Nous ôtâmes nos jupes, puis nous nous allongeâmes sur le matelas, prenant des positions d’invitation ouverte. Semona me prit dans ses bras et m’embrassa ; je répondis en frottant sensuellement mon bassin contre elle. Les hommes nous regardèrent avec un air estomaqué ; sauf Fassin qui restait rivé sur le jeu. Il gagna aussi la troisième manche, deuxième Madan, troisième Argus et dernier Omanetter qui suait à grosses gouttes. Fassin et Madan avaient le plus de points. Semona et moi n’avions conservé que nos chemises ouvertes et nos petites culottes.
- — Je prends Cynthia, ça te va ? demanda Fassin.
- — Pas de problème, dit Madan, Semona me fait tout aussi envie. Je prendrai Cynthia au deuxième tour.
Fassin me regarda, un brasier ardent dans les yeux. Il laissa son pantalon et son caleçon tomber au sol, découvrant un sexe dressé au milieu d’une épaisse touffe noire. Cette vision me fit un effet étrange, m’inspirant à la fois la crainte et le respect. Il se débarrassa du reste de ses vêtements et s’approcha de moi. De son côté, Madan, après avoir surélevé le bassin de Semona grâce à un coussin et passé ses jambes par-dessus ses propres épaules, jouait à lui lécher l’intérieur cuisses. Fassin trouva l’idée bonne et plaça lui aussi un coussin sous mes fesses, tout en retirant habilement ma petite culotte.
Fassin ne me dégusta pas : il me dévora toute crue, de la même façon qu’un homme assoiffé pourrait mordre dans un quartier de pastèque bien juteux.
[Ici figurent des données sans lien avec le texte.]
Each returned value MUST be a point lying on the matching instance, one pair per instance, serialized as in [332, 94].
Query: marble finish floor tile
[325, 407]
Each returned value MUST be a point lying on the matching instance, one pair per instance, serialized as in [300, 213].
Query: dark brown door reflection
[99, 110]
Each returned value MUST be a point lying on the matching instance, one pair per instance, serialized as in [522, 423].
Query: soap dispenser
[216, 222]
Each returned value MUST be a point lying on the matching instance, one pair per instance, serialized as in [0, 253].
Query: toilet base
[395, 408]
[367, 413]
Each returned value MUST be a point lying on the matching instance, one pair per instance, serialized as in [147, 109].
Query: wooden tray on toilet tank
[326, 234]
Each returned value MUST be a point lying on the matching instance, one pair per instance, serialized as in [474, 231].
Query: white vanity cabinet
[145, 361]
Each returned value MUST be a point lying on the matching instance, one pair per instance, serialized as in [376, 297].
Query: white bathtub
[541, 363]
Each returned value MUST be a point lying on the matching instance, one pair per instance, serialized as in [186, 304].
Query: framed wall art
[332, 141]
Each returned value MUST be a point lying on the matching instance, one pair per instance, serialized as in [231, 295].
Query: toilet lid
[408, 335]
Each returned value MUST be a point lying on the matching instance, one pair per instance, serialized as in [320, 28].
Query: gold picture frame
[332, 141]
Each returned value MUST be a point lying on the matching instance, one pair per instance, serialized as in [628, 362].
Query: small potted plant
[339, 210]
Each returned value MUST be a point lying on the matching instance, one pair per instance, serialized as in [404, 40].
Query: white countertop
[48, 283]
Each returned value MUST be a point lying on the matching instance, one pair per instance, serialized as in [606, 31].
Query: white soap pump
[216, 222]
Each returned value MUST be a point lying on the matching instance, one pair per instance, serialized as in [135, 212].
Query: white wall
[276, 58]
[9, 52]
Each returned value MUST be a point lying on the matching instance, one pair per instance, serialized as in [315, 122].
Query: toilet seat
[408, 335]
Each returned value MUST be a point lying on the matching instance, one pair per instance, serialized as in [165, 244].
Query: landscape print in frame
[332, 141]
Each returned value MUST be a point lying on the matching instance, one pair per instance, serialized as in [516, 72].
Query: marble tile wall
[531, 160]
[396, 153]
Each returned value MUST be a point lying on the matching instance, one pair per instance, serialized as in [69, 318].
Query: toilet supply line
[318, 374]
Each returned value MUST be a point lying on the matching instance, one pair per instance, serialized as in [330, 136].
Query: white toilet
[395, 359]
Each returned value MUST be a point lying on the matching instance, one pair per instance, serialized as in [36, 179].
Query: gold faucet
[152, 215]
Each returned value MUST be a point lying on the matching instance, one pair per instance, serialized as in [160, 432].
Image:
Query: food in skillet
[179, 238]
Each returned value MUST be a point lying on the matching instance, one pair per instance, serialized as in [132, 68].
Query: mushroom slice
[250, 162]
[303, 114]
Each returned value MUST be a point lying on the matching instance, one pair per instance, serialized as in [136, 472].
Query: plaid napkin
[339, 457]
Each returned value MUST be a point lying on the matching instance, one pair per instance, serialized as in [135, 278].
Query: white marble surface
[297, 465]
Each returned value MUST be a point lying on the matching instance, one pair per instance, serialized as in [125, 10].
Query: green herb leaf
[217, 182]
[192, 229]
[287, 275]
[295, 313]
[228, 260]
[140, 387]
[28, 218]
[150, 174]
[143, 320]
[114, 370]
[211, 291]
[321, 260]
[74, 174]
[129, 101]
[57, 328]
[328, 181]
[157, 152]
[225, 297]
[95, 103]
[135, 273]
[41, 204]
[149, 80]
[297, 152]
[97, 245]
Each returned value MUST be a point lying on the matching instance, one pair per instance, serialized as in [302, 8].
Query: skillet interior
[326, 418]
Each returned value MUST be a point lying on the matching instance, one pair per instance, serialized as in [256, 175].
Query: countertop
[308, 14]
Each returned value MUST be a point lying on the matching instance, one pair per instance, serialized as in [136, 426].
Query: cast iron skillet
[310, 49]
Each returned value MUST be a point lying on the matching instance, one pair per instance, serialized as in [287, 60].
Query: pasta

J’étais à sa merci et il ne se gênait pas de me saisir fermement, de me sucer avidement là où cela lui faisait envie, et de me pénétrer par coups profonds et déterminés. Comme Semona me l’avait recommandé, je me laissai faire et me concentrai sur les sensations multiples qu’un tel traitement imposait à mon corps. Lorsque le rythme s’accéléra, je me surpris moi-même à pousser de petits cris ; je ne sais plus très bien en vérité ce que je fis exactement, je devais être presque en transe. Un moment dont je me souviens, c’est lorsque quelqu’un m’essuya l’entrejambe avec une petite serviette ; et juste après cela, Omanetter était devant moi, son énorme sexe prêt à l’action. Je replongeai vite dans un état d’abandon total de mes sens ; je crois que j’atteignis le paroxysme de l’extase peu de temps après, mais mon état dura encore tant qu’il restait des hommes à même de me pénétrer. La deuxième fois qu’un homme fait l’amour, il prend vraiment son temps, et ils étaient quatre, alors…
Ce soir-là, je rentrai chez moi tout emplie des odeurs, de l’ivresse et de la semence de ces hommes que je ne pouvais qualifier autrement que de merveilleux. Je tâchai de cacher tant bien que mal ma béatitude à mon mari. Je me prélassai longuement dans un bain chaud, et me couchai tôt, douillettement emmitouflée sous les couettes.